Светлый фон

– Лиам, милый, ну зачем ты так, – сочувственно проговорила София. – Его можно понять, на него столько свалилось….

С каждым словом матери Лиам сильнее сжимал ложку, и каша начинала вытекать у него между пальцев. Неизвестно откуда взялись на это силы, и Лиам сам тому удивлялся, но как известно дурная сила немерена, а дури и злобы у Лиама хоть отбавляй.

– Сначала Лотти оставила нас, потом его подруга Рэйчел, он столько всего пережил, – причитала София, вытирая руку Лиама от вытекающей каши и словно нарочно не замечала его гнева.

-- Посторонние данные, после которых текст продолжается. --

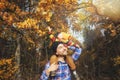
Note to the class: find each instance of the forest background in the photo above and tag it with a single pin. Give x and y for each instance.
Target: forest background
(24, 41)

– Собаку. С помойки. Адам, – подытожил Лиам, очень долго и пристально глядя на мать. – Спасибо, что зашли, миссис Ларссон, – Ли сам не понял, как его голос поменял тональность.

 

От милашки-обаяшки не осталось и тени. На миг он сам возненавидел себя, поняв насколько сильно сейчас похож на брата, а если быть до конца честным и на отца, да и момент, чтобы нагрубить матери был выбран не лучший, но, но накипело. Его вечно муштруют и ставят Адама в пример, но примеру можно все, а вы, извините, подвиньтесь. Он был готов двинуться настолько, что откреститься от родства с Софией. Жестоко – наверное. Оправдано – вполне. От Грегори он уже давно ничего и не ждал. Адаму же можно приводить домой пса с помойки, но что касается Лиама, то сразу же проблема! Да, его жена их круга, да, она другого социального статуса, но Лиам на роль приемника империи не претендовал, а Эванс, на минуточку, не пес с помойки!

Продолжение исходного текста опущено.